Anche perché dopo quel giorno di maggio del 2006 Spinesi segna, in ordine sparso: “un goal da mille e una notte” (come venne definito) a Nelson Dida, al volo con il mancino, in una sfida importantissima per la salvezza terminata 1-1 contro il Milan; il vantaggio contro la Juventus un anno dopo, al Massimino, a Gianluigi Buffon. Le reti nella cavalcata di Coppa Italia culminata con il “bacio” a Juan Manuel Vargas. Che tempi. Segnati anche dall’infortunio al ginocchio che decide, praticamente, tutto ciò che seguirà quel giro di campo: a ottobre, nel 2009, firma con il Pescina. Il giorno dopo, però, arriva il ritiro.

“Ho intenzione di lasciare il calcio: non voglio sputare nel piatto in cui per oltre un decennio ho mangiato, ma sono l’uomo più felice del mondo. Sto bene senza calcio: non ne potevo più”, spiegò a Tuttomercatoweb.

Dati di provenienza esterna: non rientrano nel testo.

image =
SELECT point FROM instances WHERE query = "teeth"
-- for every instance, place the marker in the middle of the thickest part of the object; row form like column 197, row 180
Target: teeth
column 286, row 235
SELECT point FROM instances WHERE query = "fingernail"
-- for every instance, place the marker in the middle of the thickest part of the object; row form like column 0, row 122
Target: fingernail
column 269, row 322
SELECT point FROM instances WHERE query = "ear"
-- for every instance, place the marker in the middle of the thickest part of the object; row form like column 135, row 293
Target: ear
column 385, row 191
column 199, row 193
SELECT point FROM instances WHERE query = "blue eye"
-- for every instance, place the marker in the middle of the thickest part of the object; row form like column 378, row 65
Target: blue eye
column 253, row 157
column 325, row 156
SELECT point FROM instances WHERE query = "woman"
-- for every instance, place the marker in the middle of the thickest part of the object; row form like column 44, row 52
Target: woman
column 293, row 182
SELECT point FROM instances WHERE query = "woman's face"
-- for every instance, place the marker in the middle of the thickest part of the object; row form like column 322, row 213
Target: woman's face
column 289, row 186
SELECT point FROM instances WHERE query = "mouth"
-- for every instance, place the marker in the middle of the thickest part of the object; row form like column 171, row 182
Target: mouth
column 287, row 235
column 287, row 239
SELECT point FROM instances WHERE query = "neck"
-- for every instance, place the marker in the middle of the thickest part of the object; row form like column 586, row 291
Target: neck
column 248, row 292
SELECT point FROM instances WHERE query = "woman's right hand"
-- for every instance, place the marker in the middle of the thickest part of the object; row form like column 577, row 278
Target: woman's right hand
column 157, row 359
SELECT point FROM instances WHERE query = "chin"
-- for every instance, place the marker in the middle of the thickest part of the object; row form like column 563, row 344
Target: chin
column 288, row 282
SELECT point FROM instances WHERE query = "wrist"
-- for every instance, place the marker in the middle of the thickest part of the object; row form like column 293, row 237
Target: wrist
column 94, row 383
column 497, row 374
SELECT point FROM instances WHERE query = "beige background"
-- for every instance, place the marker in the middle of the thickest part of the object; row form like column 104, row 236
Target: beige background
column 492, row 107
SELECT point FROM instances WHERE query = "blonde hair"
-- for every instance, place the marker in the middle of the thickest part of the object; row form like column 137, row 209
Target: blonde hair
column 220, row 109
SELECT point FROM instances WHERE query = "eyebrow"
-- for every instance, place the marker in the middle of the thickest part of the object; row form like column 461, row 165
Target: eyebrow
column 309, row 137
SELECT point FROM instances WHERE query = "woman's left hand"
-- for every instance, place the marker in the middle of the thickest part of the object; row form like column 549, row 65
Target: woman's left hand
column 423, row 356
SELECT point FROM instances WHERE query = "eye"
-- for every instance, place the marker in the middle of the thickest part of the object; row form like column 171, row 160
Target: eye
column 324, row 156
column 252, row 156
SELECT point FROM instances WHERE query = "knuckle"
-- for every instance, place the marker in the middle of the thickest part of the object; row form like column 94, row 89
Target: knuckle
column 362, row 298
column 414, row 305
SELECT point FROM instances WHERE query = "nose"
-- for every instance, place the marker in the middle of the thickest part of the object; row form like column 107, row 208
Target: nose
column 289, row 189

Ah, siamo in debito di una definizione. L’esultanza: rigorosamente a braccia aperte, come in quel 28 maggio. Ad “ali spiegate”: lui, abituato a volare. Il nome suggerisce il motivo: Gionatha come Jonathan, il “Gabbiano”. Che impara a volare grazie al sacrificio, alzando lo sguardo per guardare al futuro che, in termini pratici, riporta alla libertà. L’attimo infinito di goal di testa, su un campo reso fluorescente dal sole.